So gamers were shocked on Tuesday when CCTV News aired a report that was surprisingly complimentary about WOW, and criticized domestic games for not being as well-made. A video of the segment is available here, but the main part that caught people’s attention was this sentence:
“Although there are many players addicted to it, WOW is universally acclaimed, mostly because it is very creative and well developed. There is a sharp contrast [between WOW] and some domestically-developed games.”
This might not seem like much, but it was enough for Tencent, for example, to create a special section about the CCTV report that includes polls, quotes from microblog posts, and a history of the times CCTV has mentioned World of Warcraft in the past. In the poll, which asks gamers to respond to the CCTV report, over 54 percent said the report was “a miracle.”
Although the whole poll is somewhat tongue-in-cheek — the “miracle” option is a clever reference to the Railway Ministry spokesman’s disaster of a press conference last week — netizens may not be wrong to call the report a miracle, especially in the midst of a new nationwide campaign cracking down on gaming addiction by beginning work on a real-name gaming system to be implemented nationwide. From the Jiefang Daily via Marbridge Consulting:
Eight Chinese government ministries and agencies recently released a joint “Memorandum Regarding the Initiation of Work on a Real-Name Verification System to Prevent Online Gaming Addiction.” China’s General Administration of Press and Publication (GAPP), the Civilization Office of the Central Communist Party Committee, the Ministry of Education, the Ministry of Public Security, the Ministry of Industry and Information Technology (MIIT), the Central Committee of the Communist Youth League, the All China Women’s Federation, and the China National Committee for the Well-being of the Youth all participated in drafting the memorandum. At a press conference in Shanghai on July 29, GAPP announced that as of July 28, all online game operators nationwide had begun implementing anti-addiction real-name verification measures in their games. The testing period for the system will last until September 30, 2011, after which the system will be officially implemented starting October 1.

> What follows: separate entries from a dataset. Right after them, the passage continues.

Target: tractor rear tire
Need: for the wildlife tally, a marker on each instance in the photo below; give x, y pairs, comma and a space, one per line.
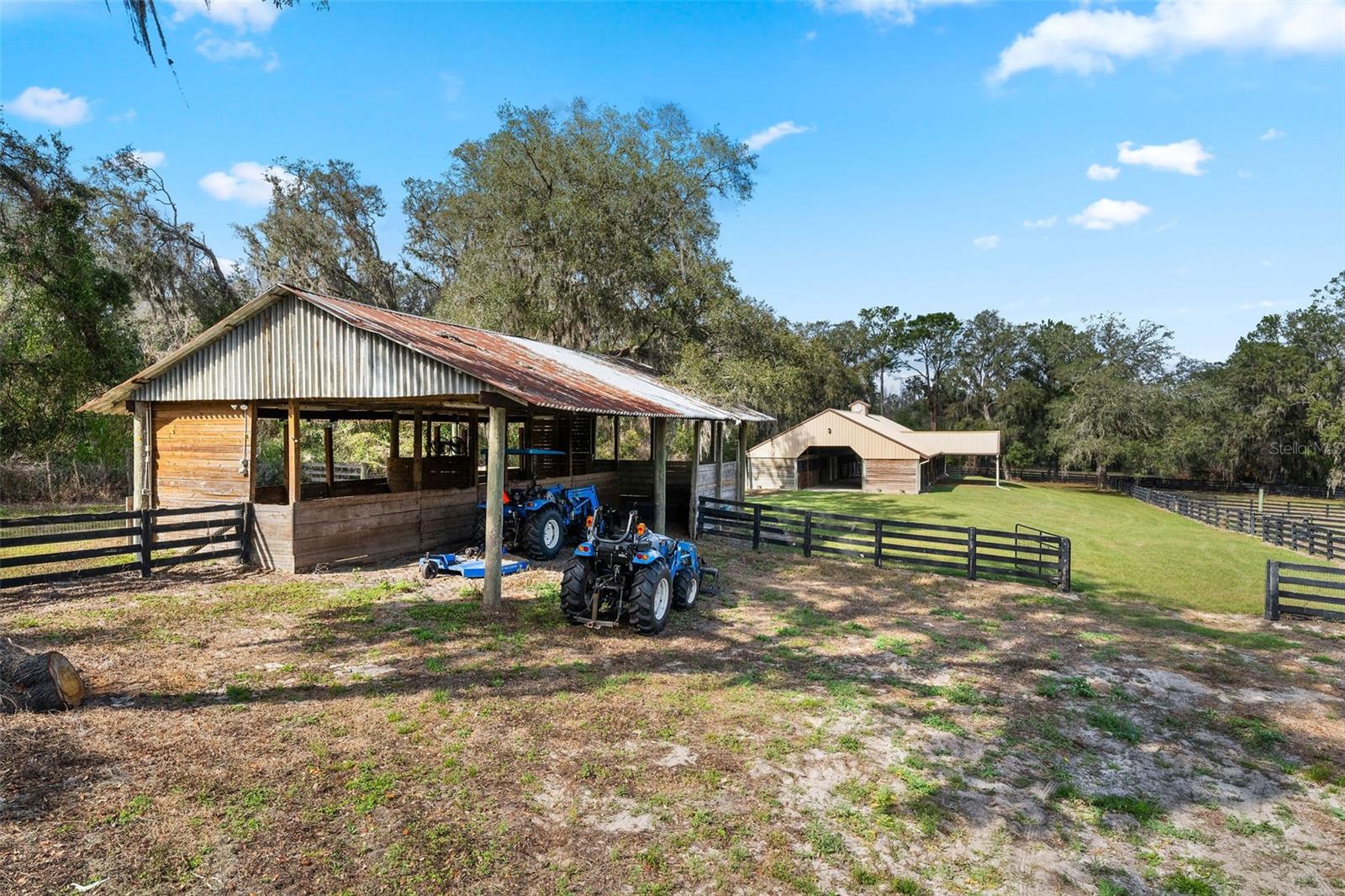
578, 591
544, 533
686, 588
651, 598
479, 528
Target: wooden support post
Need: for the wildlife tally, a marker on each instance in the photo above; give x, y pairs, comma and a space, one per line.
740, 479
1273, 589
147, 541
474, 450
138, 458
329, 461
717, 434
295, 472
696, 475
252, 452
417, 451
659, 452
497, 439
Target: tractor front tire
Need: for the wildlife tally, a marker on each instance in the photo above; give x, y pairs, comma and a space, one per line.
544, 533
578, 591
686, 588
479, 528
651, 598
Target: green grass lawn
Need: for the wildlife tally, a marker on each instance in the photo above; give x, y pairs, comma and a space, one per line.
1122, 548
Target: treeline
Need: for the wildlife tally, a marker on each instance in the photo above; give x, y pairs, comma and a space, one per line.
596, 229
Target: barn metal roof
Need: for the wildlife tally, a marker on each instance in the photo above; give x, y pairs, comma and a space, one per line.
528, 370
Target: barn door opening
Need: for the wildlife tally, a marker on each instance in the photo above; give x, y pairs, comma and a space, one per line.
831, 467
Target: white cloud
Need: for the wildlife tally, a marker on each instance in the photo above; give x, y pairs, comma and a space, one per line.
1091, 40
50, 105
452, 85
151, 158
773, 134
885, 11
245, 182
224, 49
1107, 214
1183, 156
244, 15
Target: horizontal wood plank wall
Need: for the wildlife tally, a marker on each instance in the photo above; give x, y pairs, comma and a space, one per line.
770, 474
273, 537
365, 528
900, 477
705, 479
198, 454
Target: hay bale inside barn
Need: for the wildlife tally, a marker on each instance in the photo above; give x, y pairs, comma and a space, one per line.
856, 448
293, 362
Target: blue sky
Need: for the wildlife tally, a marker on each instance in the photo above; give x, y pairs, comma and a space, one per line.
919, 139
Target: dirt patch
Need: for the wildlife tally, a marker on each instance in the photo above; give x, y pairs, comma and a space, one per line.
814, 727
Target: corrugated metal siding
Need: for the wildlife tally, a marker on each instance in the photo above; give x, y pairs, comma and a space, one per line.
295, 350
955, 441
831, 430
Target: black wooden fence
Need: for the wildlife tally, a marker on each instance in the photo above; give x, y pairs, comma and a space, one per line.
120, 541
1302, 586
1274, 529
1123, 481
1026, 553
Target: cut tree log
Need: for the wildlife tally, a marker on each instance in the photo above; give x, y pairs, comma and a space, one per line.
38, 683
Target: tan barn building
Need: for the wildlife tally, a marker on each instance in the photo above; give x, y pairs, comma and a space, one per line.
860, 450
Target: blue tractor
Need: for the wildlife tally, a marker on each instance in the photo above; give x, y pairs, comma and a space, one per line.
540, 519
631, 575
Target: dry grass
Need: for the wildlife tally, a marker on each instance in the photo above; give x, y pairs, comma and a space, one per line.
817, 727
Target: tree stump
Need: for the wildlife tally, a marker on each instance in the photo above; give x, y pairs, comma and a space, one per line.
37, 683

Unsurprisingly, WOW gamers are less excited about this measure than they are about the unprecedented praise from CCTV. But real-name systems are already in place at Chinese internet cafes, and most gamers probably aren’t too shocked to hear that the regulations will be taken a step further this October.
In fact, to some of them, it may even not make a difference. The Korea Herald reports that some Chinese gamers are using hacked Korean social security numbers to play their games on Korean servers rather than Chinese ones.
A quick search using the keywords, “Korean social security numbers,” on Baidu, a Chinese Internet search engine, showed about 1.39 million results.
And sites like these offer stolen identities for as little as 100 won ($.09), complete with social security numbers, addresses, cell phone numbers and even when and what kind of credit card the owner registered for.
Ultimately, though, China will do what it can to foster the domestic gaming industry. The same CCTV report that praised WOW also noted that China has 24 million online gamers, and the economic implications of that are not lost on anyone. The positive report on WOW may be best understood as an attempt to spur domestic developers into creating a product that could meet or exceed the quality standards evident in Blizzard’s international mega-hit, and thus capture the domestic market, and maybe some of the international market too.
Now may even be the right time for Chinese companies to move, as WoW’s active subscriber rate has now been declining for two quarters in a row. On the other hand, they’re also working on a new, as-yet-unannounced MMO project that’s sure to present a stiff challenge to all competitors, foreign and domestic, whenever it is released.